En Grèce, les feux gagnent du terrain et un crash alourdit le bilan

La Grèce affronte plusieurs incendies attisés par des vents violents. Deux pilotes d’hélicoptère ont été tués pendant une intervention.

Large front de fumée sur des collines
Image d'illustration. Les vents attisent plusieurs feux. — ADN

En bref

  • Deux pilotes tués après une collision en intervention
  • Plus de 12 000 hectares brûlés en une semaine
  • Risque de feu toujours très élevé lundi

Deux pilotes d’hélicoptère ont été tués dimanche en Grèce, après une collision survenue pendant une intervention contre un incendie. L’accident a eu lieu au-dessus du village côtier de Psathas, sur le golfe de Corinthe, dans une zone touchée par les flammes depuis vendredi soir.

Un accident en pleine lutte contre les flammes

Les deux appareils opéraient dans un secteur déjà ravagé, alors que les secours tentaient de contenir un feu difficile à approcher. Dans cette région, les pompiers travaillent depuis plusieurs jours dans des conditions compliquées, avec un terrain accidenté et des accès limités.

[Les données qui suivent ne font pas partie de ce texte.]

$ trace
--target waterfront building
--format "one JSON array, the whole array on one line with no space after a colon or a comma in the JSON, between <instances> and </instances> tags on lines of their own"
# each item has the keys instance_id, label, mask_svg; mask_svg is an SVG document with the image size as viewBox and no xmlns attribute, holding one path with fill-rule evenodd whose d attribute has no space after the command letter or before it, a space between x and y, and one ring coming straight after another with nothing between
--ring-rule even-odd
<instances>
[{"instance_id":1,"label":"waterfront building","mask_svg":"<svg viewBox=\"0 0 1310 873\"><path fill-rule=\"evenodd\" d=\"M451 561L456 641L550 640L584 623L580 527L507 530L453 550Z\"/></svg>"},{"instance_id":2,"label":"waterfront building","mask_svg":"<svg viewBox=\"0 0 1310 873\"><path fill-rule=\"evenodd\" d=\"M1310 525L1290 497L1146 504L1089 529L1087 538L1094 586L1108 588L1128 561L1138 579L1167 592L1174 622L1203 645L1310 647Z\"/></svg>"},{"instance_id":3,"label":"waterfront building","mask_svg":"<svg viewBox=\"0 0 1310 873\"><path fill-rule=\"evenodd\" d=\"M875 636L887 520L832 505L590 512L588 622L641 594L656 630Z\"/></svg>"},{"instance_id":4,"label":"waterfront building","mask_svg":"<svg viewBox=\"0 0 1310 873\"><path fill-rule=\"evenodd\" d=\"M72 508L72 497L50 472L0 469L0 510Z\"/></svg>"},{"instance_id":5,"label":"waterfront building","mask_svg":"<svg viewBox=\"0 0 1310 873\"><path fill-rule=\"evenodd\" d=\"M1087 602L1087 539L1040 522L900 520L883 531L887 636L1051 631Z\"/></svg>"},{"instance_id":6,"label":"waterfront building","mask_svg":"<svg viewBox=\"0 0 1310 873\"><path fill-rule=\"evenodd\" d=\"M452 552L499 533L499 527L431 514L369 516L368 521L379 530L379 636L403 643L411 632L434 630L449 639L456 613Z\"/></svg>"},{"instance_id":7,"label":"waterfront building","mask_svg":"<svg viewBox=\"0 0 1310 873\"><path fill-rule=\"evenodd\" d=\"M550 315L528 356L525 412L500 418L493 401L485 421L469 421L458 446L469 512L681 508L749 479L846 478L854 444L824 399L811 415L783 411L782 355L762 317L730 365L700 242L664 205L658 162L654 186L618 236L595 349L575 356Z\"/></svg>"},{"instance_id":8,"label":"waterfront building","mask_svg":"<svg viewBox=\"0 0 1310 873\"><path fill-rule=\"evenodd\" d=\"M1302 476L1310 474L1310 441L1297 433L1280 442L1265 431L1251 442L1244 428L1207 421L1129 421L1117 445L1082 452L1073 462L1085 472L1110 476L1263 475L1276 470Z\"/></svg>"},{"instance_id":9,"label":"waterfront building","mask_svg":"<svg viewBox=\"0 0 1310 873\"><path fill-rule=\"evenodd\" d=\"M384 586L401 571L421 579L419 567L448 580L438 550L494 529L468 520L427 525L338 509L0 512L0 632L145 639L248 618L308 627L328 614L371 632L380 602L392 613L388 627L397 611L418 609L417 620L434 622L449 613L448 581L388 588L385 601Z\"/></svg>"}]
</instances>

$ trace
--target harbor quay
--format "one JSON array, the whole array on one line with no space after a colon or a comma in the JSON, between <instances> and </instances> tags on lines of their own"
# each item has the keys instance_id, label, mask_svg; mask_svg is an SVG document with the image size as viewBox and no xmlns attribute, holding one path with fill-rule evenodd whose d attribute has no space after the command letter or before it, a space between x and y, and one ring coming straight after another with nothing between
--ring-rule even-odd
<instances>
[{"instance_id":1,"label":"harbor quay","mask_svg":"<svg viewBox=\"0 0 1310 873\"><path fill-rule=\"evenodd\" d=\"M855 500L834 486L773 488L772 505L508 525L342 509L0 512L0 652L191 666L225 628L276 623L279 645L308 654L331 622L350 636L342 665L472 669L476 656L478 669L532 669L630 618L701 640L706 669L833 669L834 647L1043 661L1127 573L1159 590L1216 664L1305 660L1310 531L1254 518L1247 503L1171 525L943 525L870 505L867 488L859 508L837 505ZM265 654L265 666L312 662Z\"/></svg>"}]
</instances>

Samedi déjà, des dizaines d’avions bombardiers d’eau n’avaient pas pu intervenir pendant plusieurs heures. En cause, la force du vent.

Des vents à 100 km/h qui compliquent tout

Le Premier ministre Kyriakos Mitsotakis a parlé d’une situation extrêmement difficile. Sur Facebook, il a mis en avant des conditions météorologiques extrêmes et des rafales atteignant souvent 100 km/h. Il a aussi estimé que, dans certains cas, la nature et l’intensité des phénomènes dépassaient les capacités humaines de planification et d’intervention.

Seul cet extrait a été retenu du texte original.